Among the Bangladeshi-run test prep centers, Khan’s Tutorial is the largest and most established. Founded in Jackson Heights in 1994 by Khan’s father, a former public school math teacher and assistant principal, it now operates in six locations in New York City and one in Long Island. The newest location in Astoria opened last year. It has attracted many non-Bangladeshi students, including Eastern Europeans and Middle Easterners. In addition to the program for specialized high schools, Khan’s also offers prep programs for the SAT, Regents Exams, Advanced Placement courses, and summer programs for kindergartners through sixth graders.
“We advertise through the Bangladeshi satellite television that goes out to the rest of the country,” said Khan, referring to Bengali-language satellite channels made available through the Dish Network in the U.S. “Now we even get requests from California. But we want to maintain the quality so we have no plans to expand outside of New York.”
On a recent Sunday afternoon, dozens of students were getting ready for the upcoming Regents Exam in Khan’s modest four-room center located above a Bangladeshi deli and Guyanese restaurant on Hillside Avenue in a commercial section of Jamaica. Many of the 17 seventh graders in Roman Patwary’s math class had their hands up, eager to solve an algebra problem on the blackboard. In the room next door, students of various ages worked with tutors in small groups on English and math exercises. Many instructors and tutors in the prep center are former Khan’s students who went to specialized high schools themselves.
Instructors say their center prepares students “for a future of standardized tests.” Niloy Iqbal, a premed student at New York University who has been teaching at Khan’s since 2009, ticked off all the exams students need to enter professional schools in medicine, law and pharmacology.

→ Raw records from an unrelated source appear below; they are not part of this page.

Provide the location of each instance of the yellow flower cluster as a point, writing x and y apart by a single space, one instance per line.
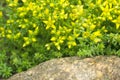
64 20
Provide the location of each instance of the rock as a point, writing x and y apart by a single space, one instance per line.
74 68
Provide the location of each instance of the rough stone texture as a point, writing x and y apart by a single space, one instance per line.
74 68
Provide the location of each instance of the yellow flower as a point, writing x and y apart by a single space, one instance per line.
26 43
86 34
53 39
51 4
92 27
50 23
96 40
26 38
117 22
1 14
97 33
24 1
9 36
34 39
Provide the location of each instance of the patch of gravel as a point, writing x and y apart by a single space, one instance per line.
74 68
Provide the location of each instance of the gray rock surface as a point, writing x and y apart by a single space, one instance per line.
74 68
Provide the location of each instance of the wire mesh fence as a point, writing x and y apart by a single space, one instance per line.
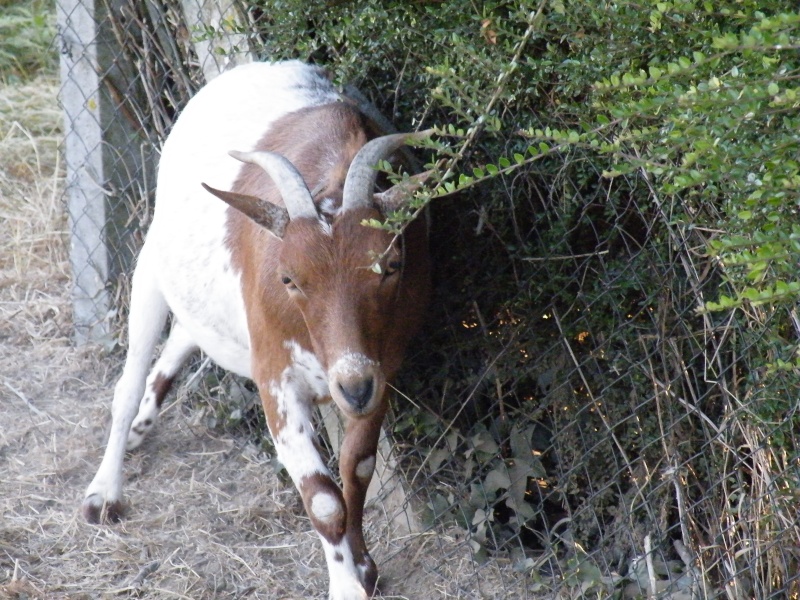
591 433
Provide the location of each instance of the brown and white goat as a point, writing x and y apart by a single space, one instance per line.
276 283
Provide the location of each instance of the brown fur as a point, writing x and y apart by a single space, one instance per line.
341 304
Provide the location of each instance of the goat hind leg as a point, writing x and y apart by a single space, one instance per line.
178 348
148 313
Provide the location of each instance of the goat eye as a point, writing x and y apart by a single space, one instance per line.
393 267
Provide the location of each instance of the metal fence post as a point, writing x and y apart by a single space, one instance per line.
108 162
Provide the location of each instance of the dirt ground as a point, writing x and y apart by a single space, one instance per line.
209 516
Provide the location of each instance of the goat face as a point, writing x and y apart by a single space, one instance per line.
329 272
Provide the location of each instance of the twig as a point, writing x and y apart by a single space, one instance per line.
651 572
569 257
20 395
144 573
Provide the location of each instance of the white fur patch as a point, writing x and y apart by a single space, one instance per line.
301 382
325 506
346 576
366 467
352 364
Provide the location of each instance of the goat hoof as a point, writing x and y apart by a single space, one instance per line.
369 574
96 510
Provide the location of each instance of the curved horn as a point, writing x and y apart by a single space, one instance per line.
360 181
287 179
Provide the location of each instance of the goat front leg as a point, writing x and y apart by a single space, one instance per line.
356 466
289 420
148 313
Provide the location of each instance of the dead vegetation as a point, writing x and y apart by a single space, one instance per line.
210 515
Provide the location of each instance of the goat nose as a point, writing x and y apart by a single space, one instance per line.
357 393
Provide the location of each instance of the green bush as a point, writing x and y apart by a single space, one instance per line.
27 33
617 238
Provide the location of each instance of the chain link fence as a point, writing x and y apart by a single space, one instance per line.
590 434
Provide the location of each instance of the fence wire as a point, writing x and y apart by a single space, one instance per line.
592 434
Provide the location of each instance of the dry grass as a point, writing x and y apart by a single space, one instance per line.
209 515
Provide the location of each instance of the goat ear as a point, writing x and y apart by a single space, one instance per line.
264 213
400 194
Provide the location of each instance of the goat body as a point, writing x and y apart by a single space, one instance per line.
278 284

Meanwhile, Iqbal said the content for the specialized high school test does not go beyond what students learn in school.
“The material is taught in school,” said Iqbal, who attended Khan’s and got into Stuyvesant. “It’s just the way they pose the questions. It’s forcing the students to think critically.”
Khan’s charges a flexible rate of $75 per week for a four-hour session. Students received a reduced rate if they sign up for long-term classes. The center offers a $3,500 package of 52 sessions and 20 workshops that comes with a guarantee of admission into a specialized high school. Khan said about 90 percent of the 80 students who signed up for the package were accepted into one of the eight specialized high schools. Those who are not accepted receive a one-month compensation course to prepare for next year. Meanwhile, Khan’s also offers help for them to get into other selective public schools such as Bard College High School Early College or Midwood High School.

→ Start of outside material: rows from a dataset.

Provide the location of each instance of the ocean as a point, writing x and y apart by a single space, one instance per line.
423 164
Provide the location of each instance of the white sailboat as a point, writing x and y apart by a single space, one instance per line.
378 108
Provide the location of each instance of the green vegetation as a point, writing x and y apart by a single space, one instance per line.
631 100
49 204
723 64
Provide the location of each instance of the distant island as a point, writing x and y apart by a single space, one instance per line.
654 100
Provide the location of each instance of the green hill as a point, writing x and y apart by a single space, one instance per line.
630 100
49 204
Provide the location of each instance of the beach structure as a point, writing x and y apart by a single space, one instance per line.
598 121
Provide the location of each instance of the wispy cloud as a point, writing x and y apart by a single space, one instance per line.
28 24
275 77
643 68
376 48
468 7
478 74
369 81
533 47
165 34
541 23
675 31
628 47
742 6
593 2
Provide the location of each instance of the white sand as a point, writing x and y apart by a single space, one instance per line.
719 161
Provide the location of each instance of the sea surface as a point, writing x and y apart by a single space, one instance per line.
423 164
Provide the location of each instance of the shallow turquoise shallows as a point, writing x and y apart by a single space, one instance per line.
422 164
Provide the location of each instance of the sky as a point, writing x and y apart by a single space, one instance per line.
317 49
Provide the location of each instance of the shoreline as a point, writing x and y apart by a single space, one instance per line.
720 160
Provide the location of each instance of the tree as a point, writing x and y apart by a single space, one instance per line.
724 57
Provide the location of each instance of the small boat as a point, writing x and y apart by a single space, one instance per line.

Khan’s Tutorial has begun to advertise in more low-income communities which historically have a low number of students in specialized high schools. In March, Khan’s launched a 12-week SAT prep program in partnership with the Bedford Central Presbyterian Church in Bedford-Stuyvesant in Brooklyn at about half price.
When asked about options for students whose families cannot afford even the discounted rate, Khan said there is a free city-run program for eligible students. New York Specialized High School Institute, a 22-month test prep program, is available for 6th and 7th graders who receive free lunch, have good grades and attendance records. They also need to have at least average on state math and English exams.
For the ambitious Baidya, getting into Stuyvesant is just the beginning of his academic journey.
“I want to be an architect,” Baidya said, adding that his number one college choice is Massachusetts Institute of Technology. He said he plans to take advantage of Stuyvesant’s participation in the Youth in Engineering and Science (YES) Summer Research Program and MIT Summer Research Science Institute.
But his test prep days at Khan’s aren’t likely to end anytime soon. “I heard the SAT is difficult,” said Baidya. “I will probably be back for it.”